Cadbury’s acquisition of Dr Pepper should not actually surprise anyone. It already owns 25 per cent of the proprietor of 7-UP, so the bid can hardly be termed as being any more hostile than Glaxo’s for Wellcome, where the Trust has put its 40 per cent welcome on the mat. What it is about – like Reckitt’s move on L&F – is developing US market share. The Dr Pepper purchase will take Cadbury’s share of all US soft drinks from five per cent to some 16 per cent, and that of the American non-cola market from 17 per cent to an almost anti-trust (were it not for the massive cola market) 42 per cent.

The Dr Pepper acquisition is not about strictly financial considerations – as could be argued with Reckitt’s purchase of L&F. There’s a reasonably hefty lump of debt in Dr Pepper and no dividend stream. Cadbury will also have no access to the marketing of 7-UP outside the US. The rights to that are jealously owned by PepsiCo.
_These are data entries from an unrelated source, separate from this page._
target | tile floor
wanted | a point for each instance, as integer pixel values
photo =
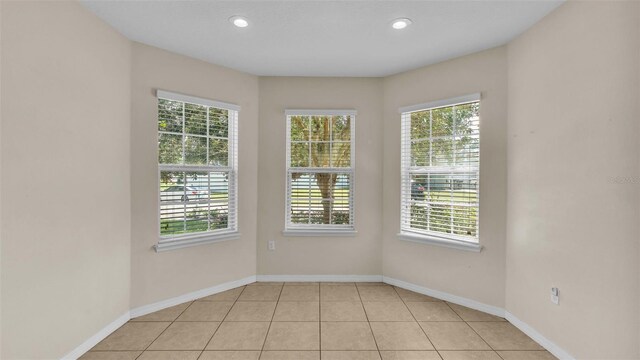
(328, 321)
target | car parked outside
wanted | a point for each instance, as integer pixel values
(177, 193)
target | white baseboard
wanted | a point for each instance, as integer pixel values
(320, 278)
(147, 309)
(489, 309)
(539, 338)
(99, 336)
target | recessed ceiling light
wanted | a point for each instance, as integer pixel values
(401, 23)
(239, 21)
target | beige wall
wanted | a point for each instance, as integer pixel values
(159, 276)
(359, 255)
(478, 276)
(65, 177)
(574, 197)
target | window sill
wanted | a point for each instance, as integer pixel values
(195, 240)
(433, 240)
(319, 233)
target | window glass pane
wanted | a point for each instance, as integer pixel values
(169, 149)
(442, 152)
(195, 150)
(195, 119)
(441, 190)
(466, 118)
(300, 197)
(170, 115)
(218, 122)
(420, 153)
(299, 128)
(467, 151)
(320, 155)
(341, 193)
(194, 201)
(442, 122)
(341, 154)
(320, 198)
(300, 154)
(172, 203)
(320, 128)
(197, 201)
(219, 195)
(218, 152)
(341, 128)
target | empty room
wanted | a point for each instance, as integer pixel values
(319, 180)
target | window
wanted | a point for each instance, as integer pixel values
(320, 176)
(440, 172)
(197, 156)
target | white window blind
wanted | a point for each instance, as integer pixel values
(197, 156)
(440, 165)
(320, 175)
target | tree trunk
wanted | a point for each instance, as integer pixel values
(326, 183)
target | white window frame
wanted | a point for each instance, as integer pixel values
(172, 242)
(320, 230)
(423, 236)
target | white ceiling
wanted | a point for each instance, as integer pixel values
(322, 38)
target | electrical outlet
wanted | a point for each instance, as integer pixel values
(555, 296)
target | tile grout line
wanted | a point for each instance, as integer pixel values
(163, 331)
(474, 330)
(417, 322)
(368, 322)
(271, 322)
(223, 319)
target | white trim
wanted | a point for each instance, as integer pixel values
(556, 350)
(99, 336)
(319, 232)
(489, 309)
(440, 103)
(169, 95)
(175, 243)
(320, 112)
(147, 309)
(319, 278)
(476, 305)
(433, 240)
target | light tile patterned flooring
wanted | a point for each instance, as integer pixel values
(328, 321)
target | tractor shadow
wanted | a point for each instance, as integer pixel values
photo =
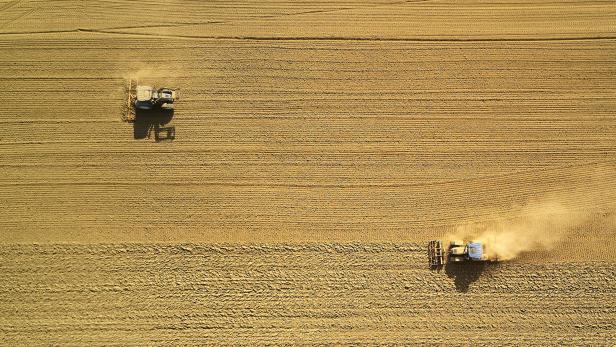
(153, 121)
(466, 273)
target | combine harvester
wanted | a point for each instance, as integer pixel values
(142, 97)
(457, 252)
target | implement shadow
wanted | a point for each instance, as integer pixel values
(465, 273)
(147, 121)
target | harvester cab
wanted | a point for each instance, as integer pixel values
(457, 252)
(149, 98)
(144, 97)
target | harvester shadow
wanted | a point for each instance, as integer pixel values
(148, 121)
(464, 274)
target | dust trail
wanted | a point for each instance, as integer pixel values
(540, 224)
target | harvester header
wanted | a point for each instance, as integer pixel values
(457, 252)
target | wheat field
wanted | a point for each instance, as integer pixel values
(318, 147)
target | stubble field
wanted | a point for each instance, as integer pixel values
(318, 147)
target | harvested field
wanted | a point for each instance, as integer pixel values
(294, 294)
(320, 144)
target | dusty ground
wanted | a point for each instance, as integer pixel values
(381, 123)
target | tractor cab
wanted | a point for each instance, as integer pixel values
(148, 98)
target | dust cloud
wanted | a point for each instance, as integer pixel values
(538, 225)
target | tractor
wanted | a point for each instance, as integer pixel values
(457, 252)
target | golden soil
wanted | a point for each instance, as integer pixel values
(322, 143)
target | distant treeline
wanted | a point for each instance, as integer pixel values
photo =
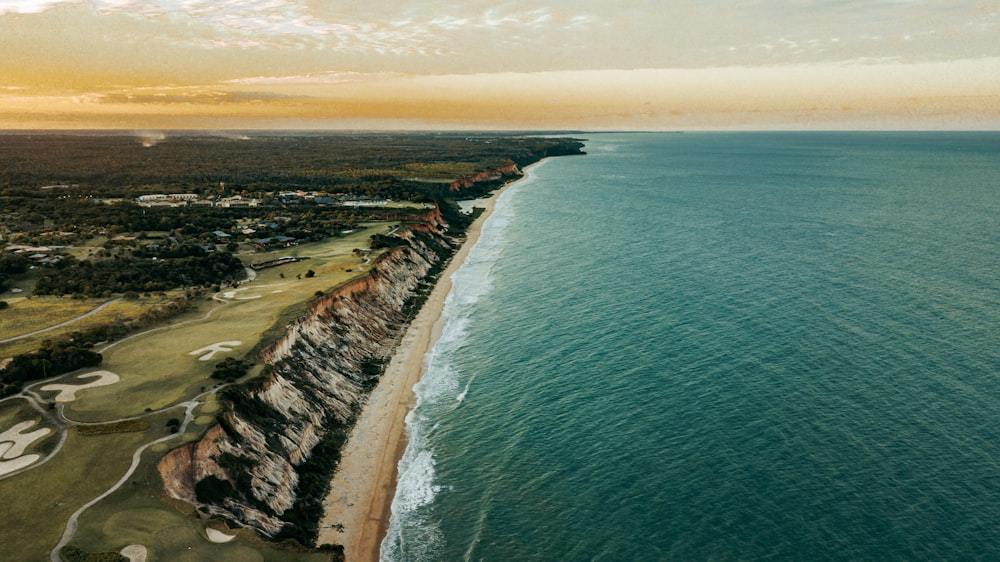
(119, 275)
(49, 361)
(371, 164)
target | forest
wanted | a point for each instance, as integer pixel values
(78, 189)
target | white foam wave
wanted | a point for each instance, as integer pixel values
(413, 531)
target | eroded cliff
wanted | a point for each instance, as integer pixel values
(267, 462)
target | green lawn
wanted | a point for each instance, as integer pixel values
(157, 371)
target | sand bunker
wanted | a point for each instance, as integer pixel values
(67, 392)
(218, 536)
(134, 553)
(13, 443)
(209, 351)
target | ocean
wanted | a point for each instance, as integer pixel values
(720, 346)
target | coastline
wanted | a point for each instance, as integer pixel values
(359, 503)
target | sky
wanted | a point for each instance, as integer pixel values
(495, 64)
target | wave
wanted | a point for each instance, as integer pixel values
(413, 531)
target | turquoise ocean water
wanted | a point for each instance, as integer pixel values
(721, 346)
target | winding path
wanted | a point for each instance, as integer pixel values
(61, 324)
(73, 522)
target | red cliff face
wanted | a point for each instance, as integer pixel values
(488, 175)
(246, 468)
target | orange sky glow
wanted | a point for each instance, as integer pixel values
(249, 64)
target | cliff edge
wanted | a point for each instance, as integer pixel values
(267, 463)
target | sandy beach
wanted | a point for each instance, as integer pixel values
(359, 503)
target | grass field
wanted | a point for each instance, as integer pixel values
(28, 315)
(157, 370)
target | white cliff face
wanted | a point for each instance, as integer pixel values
(318, 375)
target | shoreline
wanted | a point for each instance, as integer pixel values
(358, 505)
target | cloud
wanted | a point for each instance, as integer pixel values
(191, 98)
(30, 6)
(331, 77)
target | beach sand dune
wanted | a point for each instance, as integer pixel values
(360, 497)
It remains the case that the likes of Reckitt – with L&F’s Love My Carpet and Mop & Glo – and Cadbury see the brand action for growth in the domestic US market rather than Europe. At the moment, I have to say that I haven’t a clue whether they are right, but these sums of money are not parted with on a whim. Nor are the likes of Colman’s Mustard.

All I will say is that the implications for UK and European branding are somewhat depressing. If I were looking for a job in fmcg brand management, I would be heading west, at least for what’s left of the millenium.

But to return to a cheerier note, at least a re-invigoration of the M&A market has come sooner rather than later in the UK this year. Now all we need are some corporate finance departments that remember how to conduct a decently sized deal.

George Pitcher is joint managing director of media consultancy Luther Pendragon.